Token Swap Service Outage Incident Report
Dear COSers,
During the past weeks, our token swap service (https://swapcos.contentos.io) experienced some temporary service outages. We have manually completed the impact fund transfer after the incident was reported. We are sorry for your inconvenience and have improved the service stability to mitigate the potential malfunctions.
What happened?
To achieve automatic token swap from Binance Chain (BEP2) to Contentos mainnet, a monitor process constantly queries Binance Chain for the incoming transactions to our swap recipient address. We leveraged the Go SDK provided by Binance (https://github.com/binance-chain/go-sdk)and implemented as its document suggested. (https://github.com/binance-chain/go-sdk/wiki/HTTP-API)
However, the query response somehow contains the unexpected condition, returning multiple transactions with identical TxHash but different values.
To ensure the fund safety, our swap program therefore suspended the following swap requests. This is the reason why the swap token service was shortly down.
Will it happen again?
After this incident, we are not sure if the transaction data from Binance Chain will always come in the expected format. Therefore, we not only report this issue to Binance representatives, but improve our service’s robustness in these 3 ways.

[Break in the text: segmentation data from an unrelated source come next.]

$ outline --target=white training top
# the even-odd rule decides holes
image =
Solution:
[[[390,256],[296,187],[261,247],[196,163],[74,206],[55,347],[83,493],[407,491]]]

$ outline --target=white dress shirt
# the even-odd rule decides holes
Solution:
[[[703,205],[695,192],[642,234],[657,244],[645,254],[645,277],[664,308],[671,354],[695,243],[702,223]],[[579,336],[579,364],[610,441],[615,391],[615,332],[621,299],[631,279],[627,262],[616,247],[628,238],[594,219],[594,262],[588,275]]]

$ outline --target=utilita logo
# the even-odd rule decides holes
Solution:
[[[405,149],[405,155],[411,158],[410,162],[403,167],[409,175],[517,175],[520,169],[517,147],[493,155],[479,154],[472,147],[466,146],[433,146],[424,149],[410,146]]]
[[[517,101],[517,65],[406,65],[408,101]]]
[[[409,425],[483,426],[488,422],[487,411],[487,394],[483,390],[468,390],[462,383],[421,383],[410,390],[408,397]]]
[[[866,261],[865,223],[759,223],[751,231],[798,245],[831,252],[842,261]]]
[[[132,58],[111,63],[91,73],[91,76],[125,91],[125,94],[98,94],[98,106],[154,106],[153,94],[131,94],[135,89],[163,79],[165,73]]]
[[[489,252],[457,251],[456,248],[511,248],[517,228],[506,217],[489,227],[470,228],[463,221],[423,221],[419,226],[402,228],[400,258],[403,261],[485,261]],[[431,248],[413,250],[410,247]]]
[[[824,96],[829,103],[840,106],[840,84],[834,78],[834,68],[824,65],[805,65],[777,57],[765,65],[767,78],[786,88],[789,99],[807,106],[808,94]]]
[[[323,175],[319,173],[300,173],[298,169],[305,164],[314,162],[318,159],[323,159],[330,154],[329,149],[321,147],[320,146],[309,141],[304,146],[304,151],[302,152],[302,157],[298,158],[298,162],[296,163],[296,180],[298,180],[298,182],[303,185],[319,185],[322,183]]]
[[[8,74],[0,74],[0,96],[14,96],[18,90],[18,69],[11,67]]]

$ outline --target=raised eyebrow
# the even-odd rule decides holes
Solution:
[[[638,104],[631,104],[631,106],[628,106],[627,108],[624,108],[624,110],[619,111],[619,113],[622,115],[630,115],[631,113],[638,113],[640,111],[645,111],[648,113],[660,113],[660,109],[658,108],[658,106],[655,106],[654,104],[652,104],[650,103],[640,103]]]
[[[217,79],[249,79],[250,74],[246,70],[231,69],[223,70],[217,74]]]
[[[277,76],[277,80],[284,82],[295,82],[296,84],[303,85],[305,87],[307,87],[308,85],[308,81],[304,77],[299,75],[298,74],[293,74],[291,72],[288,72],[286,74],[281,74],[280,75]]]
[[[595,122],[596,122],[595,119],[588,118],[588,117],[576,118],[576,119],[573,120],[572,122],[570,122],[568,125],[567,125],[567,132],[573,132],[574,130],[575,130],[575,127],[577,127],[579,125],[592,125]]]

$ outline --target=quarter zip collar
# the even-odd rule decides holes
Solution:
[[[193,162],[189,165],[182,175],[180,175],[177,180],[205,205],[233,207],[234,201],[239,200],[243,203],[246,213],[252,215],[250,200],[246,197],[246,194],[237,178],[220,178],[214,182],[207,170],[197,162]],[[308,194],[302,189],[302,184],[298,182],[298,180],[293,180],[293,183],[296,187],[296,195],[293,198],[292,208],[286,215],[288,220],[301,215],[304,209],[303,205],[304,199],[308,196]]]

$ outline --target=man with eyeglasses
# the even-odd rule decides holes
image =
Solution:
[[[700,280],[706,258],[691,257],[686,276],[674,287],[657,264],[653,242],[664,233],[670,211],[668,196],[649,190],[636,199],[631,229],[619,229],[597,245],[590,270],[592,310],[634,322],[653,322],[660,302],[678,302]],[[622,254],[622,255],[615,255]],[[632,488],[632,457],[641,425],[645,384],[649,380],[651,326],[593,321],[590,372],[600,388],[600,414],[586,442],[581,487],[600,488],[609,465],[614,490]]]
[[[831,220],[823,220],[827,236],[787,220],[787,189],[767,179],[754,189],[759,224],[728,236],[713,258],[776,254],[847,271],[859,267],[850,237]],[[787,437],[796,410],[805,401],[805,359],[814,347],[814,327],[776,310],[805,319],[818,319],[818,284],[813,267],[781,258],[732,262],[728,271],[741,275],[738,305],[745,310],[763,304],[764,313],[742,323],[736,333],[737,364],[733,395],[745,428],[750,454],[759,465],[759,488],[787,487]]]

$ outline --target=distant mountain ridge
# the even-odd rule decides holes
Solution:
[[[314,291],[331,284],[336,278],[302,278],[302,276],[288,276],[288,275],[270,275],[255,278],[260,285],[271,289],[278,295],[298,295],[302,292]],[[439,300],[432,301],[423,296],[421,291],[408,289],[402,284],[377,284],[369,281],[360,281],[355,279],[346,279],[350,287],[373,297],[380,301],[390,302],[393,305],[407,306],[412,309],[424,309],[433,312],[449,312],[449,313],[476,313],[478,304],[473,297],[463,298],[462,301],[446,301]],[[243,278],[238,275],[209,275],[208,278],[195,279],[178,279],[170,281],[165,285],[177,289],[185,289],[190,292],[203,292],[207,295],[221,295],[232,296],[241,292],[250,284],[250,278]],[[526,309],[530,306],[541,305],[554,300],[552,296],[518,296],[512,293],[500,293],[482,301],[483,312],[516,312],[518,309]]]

Fault tolerance. The duplicated transaction records will be merged if it makes sense. The ones with erroneous field values will be discarded. With this new error handling mechanism, we can enhance the service availability.
Monitoring. We’ve added another monitoring program to check if the swap requests are fulfilled within 30 minutes. If somehow the transaction cannot be verified in time, our developers will get notified and to inspect the potential issues.
Panic button. Should the error occur, the monitoring program not only beeps our developers, but it also turns the token swap website into the maintenance mode. Therefore, the users will know to wait until we fix the issues.
But we hope you will never have to see this error message.